# partner for NOV 2



## collegehuntnfish (Aug 7, 2014)

Hey all the title pretty much says it all. I am newish to Utah and still haven't found anyone to hunt with. I am in Salt Lake and would love to find someone to go out with this Sunday. The weather should be great. Ill be happy to contribute two dozen mallards and a dozen pintail and am a decent caller. Let me know if you're interested! By the way, incase it matters to anyone I'm a 20 year old guy.


----------



## Fowlmouth (Oct 4, 2008)

November 1st is a Saturday;-).......It's also opening day for Pheasants.:grin:


----------



## collegehuntnfish (Aug 7, 2014)

Fowlmouth thanks for pointing that out. Its been a long week already. Good luck on the pheasants they are a dang tasty bird!


----------



## HuntinFoolUtah (Jan 11, 2013)

I might be interested, I'll be honest with you though. I'm not a great duck hunter! I'm 18 so were fairly close in age. Where are you going to school at?


----------



## collegehuntnfish (Aug 7, 2014)

I am at the U an yourself?


----------



## Clarq (Jul 21, 2011)

Do you have a particular place you are planning to hunt?


----------



## collegehuntnfish (Aug 7, 2014)

Clarq, I was planning on hunting Farmington Bay because it is the closest to me which means that gas is the cheapest( I am a broke college student). In addition to that, it is the only refuge here I have been to and had a chance to scout at all. However, I am always open to something new. I really just want to get out and hunt.


----------



## HuntinFoolUtah (Jan 11, 2013)

I decided to take a semester off to just hunt. I will be going up to USU this spring though. If someone has a better place in mind that is farther away I would be willing to pay for gas if there's a decent chance for a good shoot.


----------



## Clarq (Jul 21, 2011)

HuntinFoolUtah said:


> I decided to take a semester off to just hunt.

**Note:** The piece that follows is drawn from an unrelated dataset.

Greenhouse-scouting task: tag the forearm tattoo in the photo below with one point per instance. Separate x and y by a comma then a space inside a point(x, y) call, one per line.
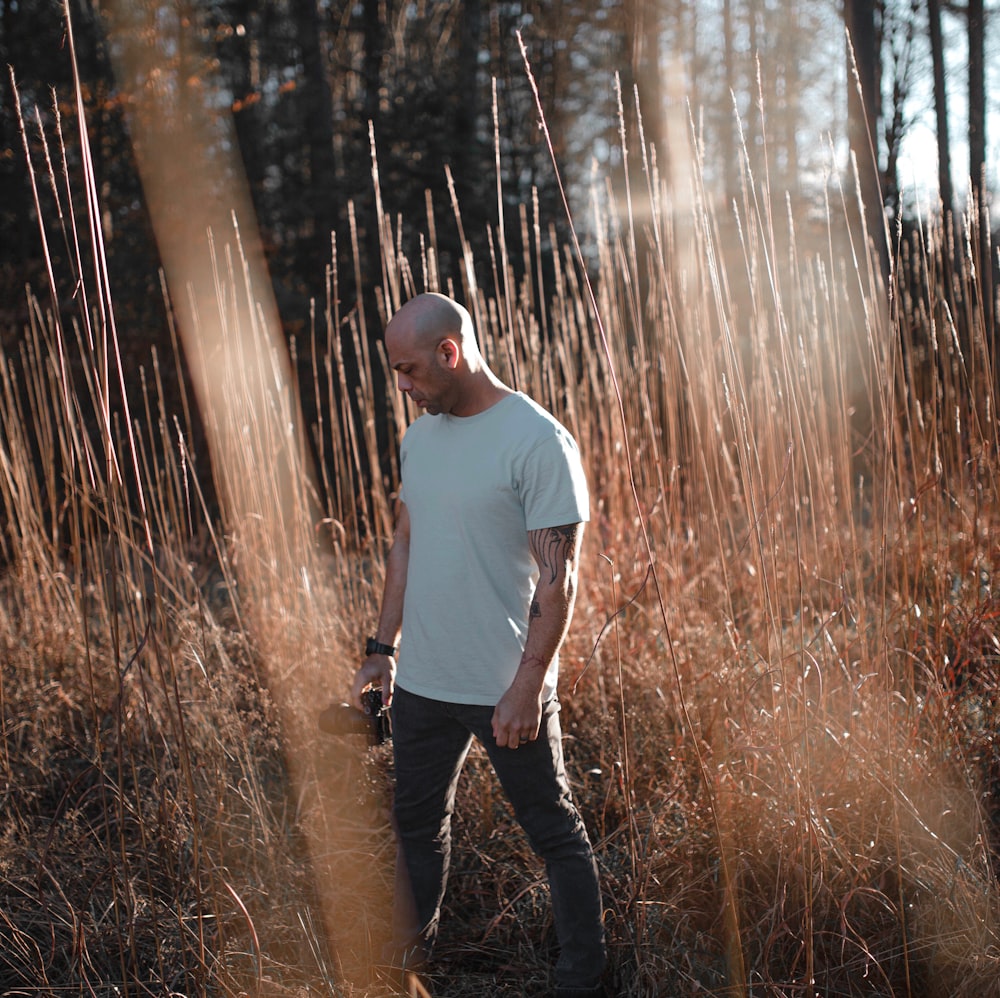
point(552, 548)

Enjoy it while you can. Pretty soon, you'll have to work late into the night if you want to have a day of the weekend free to hunt (note that I'm saying this at midnight and I'm still not done studying for an upcoming test -O,-). I can't wait for Saturday!


----------



## collegehuntnfish (Aug 7, 2014)

I'm also in the still studying boat the only reason to be up at this time should be driving to hunt.


----------



## hound_hunter (Jan 1, 2009)

It sounds like you guys are all in Salt Lake, but just in case I get lucky... I'm a student at BYU and I'm in the same boat. Anyone in Utah County that wants to get out, hit me up!

Good luck guys.


----------



## huntress (Sep 10, 2007)

Hound hunter How many times do I have to hit you ,dumb ass, Dad said that he would take you out to the club any time, (you no were you ran your hounds)


----------